Na sua opinião, os portugueses devem estar orgulhosos por terem conseguido «manter a dignidade, recuperando credibilidade internacional e autoridade».

«Para nós exigirmos aos outros aquilo que nos devem, devemos assumir as nossas responsabilidades. Portugal fez isso com grande dignidade, ultrapassando a mais grave crise da nossa história democrática e isso é um orgulho para todos os portugueses», frisou.

Poiares Maduro reagia assim às declarações do presidente da Comissão Europeia, Jean-Claude Juncker, que afirmou na quarta-feira que a troika «pecou contra a dignidade» de portugueses, gregos e também irlandeses, reiterando que é preciso rever o modelo e não repetir os mesmos erros.

O primeiro-ministro também disse hoje não concordar com as afirmações de Jean-Claude Juncker. Durante o debate quinzenal desta sexta-feira, Passos Coelho garantiu que essa dignidade «nunca esteve em causa» durante o programa. 

O governante realçou que «Portugal cumpriu com as suas responsabilidades, ganhou credibilidade» e, por isso, vai «cada vez mais poder também exigir uma Europa que esteja no futuro em condições de enfrentar melhor desafios como aqueles que tem tido, que esteja em condições de promover processos de ajustamento mais equilibrados».
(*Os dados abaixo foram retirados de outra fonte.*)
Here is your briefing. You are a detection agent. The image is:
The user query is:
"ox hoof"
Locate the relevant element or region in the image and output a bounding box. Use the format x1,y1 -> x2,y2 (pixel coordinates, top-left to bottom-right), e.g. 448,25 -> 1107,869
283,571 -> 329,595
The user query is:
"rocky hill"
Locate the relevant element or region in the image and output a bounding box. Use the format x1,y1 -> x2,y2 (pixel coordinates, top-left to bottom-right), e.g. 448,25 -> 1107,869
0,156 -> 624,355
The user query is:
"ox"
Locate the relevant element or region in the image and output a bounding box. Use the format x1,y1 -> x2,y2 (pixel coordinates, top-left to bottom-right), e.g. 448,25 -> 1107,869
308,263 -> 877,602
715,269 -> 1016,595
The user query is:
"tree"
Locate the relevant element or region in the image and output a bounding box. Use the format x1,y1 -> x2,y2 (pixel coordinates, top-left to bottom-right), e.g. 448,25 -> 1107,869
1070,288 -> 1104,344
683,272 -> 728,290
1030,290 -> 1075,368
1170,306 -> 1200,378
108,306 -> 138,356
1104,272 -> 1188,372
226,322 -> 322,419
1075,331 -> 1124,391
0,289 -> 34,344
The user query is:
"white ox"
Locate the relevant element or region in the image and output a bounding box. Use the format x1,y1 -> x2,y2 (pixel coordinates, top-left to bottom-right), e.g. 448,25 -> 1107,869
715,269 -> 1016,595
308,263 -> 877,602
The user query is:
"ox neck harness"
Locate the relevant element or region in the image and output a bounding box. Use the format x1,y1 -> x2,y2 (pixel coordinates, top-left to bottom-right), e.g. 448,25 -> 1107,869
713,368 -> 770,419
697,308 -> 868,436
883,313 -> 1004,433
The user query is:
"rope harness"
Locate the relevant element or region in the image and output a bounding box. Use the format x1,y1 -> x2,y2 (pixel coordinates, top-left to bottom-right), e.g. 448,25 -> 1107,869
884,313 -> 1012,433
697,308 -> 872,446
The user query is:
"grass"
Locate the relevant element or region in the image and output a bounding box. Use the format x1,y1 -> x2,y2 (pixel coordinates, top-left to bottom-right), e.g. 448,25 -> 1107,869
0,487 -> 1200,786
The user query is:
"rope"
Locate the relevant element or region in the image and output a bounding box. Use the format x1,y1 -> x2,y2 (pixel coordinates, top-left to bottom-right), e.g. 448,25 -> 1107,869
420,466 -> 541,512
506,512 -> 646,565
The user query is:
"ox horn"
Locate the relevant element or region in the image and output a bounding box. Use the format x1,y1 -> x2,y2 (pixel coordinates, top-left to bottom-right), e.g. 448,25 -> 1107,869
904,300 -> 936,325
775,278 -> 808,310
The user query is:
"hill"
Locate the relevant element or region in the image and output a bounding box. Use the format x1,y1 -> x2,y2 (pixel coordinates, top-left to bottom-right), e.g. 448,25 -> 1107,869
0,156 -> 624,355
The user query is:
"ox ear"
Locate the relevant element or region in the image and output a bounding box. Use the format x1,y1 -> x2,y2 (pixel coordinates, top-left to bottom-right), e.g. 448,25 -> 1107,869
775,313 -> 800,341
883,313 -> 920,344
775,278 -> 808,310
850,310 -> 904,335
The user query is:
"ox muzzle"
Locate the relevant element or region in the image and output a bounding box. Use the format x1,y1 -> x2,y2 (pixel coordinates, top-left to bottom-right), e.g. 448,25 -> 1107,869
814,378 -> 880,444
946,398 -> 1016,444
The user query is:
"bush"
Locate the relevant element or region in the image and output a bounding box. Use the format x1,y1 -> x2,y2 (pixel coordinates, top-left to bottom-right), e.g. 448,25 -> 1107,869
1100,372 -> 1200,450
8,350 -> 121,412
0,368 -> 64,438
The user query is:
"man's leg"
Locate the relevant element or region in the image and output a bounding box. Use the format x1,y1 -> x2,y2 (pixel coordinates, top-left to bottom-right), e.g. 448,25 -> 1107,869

«É o esforço que o país fez, a credibilidade que reconquistámos, que nos trouxe autoridade para hoje estarmos em condições de também podermos dizer à Europa: nós fizemos a nossa parte, é importante que a Europa vá melhorando para poder fazer também cada vez mais a sua. Isso é produto da dignidade que os portugueses mantiveram ao longo de todo este processo», acrescentou.